Richard Todd, composer & horn
Richard Todd has achieved success as a concert, jazz and recording artist and has over 1,000 motion picture soundtracks to his credit. Gold medal winner of the 1980 Concours Internationale Toulon, Todd is a Pro Musicis International Foundation Award winner and is continually expanding the boundaries of the horn world. He joined LACO in 1980 and was appointed principal horn in 1982.
He made two CDs with André Previn and recorded Gunther Schuller’s Concerto No. 1 for Horn and Orchestra with the Saarbrucken Radio Orchestra. Todd’s solo albums, New Ideas and Rickterscale, saw him to step into the spotlight as a “star among jazz hornists.” More recently, he recorded Craig Russell’s Rhapsody for Horn and Orchestra with the San Luis Obispo Symphony, an album entitled Horn Sonatas of Three Centuries, and a jazz album, With A Twist.
Deeply committed to music education, Todd is on the faculty of USC. He serves as a spokesperson and consultant for Hans Hoyer Horns.

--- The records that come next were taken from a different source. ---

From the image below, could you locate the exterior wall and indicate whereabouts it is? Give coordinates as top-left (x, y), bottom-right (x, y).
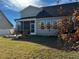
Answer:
top-left (16, 18), bottom-right (36, 35)
top-left (0, 11), bottom-right (13, 35)
top-left (18, 16), bottom-right (71, 36)
top-left (36, 17), bottom-right (71, 36)
top-left (21, 6), bottom-right (42, 18)
top-left (0, 29), bottom-right (12, 35)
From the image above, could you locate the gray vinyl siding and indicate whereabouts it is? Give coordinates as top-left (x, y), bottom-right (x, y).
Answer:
top-left (36, 17), bottom-right (71, 36)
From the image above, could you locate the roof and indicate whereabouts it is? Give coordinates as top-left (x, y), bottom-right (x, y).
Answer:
top-left (0, 10), bottom-right (13, 28)
top-left (16, 2), bottom-right (79, 19)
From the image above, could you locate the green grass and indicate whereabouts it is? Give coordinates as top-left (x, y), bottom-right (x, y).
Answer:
top-left (0, 37), bottom-right (79, 59)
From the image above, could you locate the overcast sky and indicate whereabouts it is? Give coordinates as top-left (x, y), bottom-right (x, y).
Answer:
top-left (0, 0), bottom-right (79, 25)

Michael Ward-Bergeman, hyper-accordion
Michael Ward-Bergeman is a passionate performer, songwriter and composer.
Ward-Bergeman’s work has been featured in compositions by the composer Osvaldo Golijov, including 2004’s Grammy-nominated Ayre. Recent highlights have been performances with the cellist Yo-Yo Ma and working with Golijov and Francis Ford Coppola on the soundtrack to the recent movie, Youth Without Youth. In April 2007, Ward-Bergeman premiered his composition Three Roads at Carnegie Hall. He has recently been awarded the first commission ever given by the Terezín Chamber Music Foundation for a work to be written for the soprano Dawn Upshaw in 2008.
He has brought his music-making to many venues around the globe, from local pubs to the Sydney Opera House. He has performed on numerous recordings, on television and on several major motion picture soundtracks. Ward-Bergeman is a graduate of the Berklee College of Music in Boston, MA.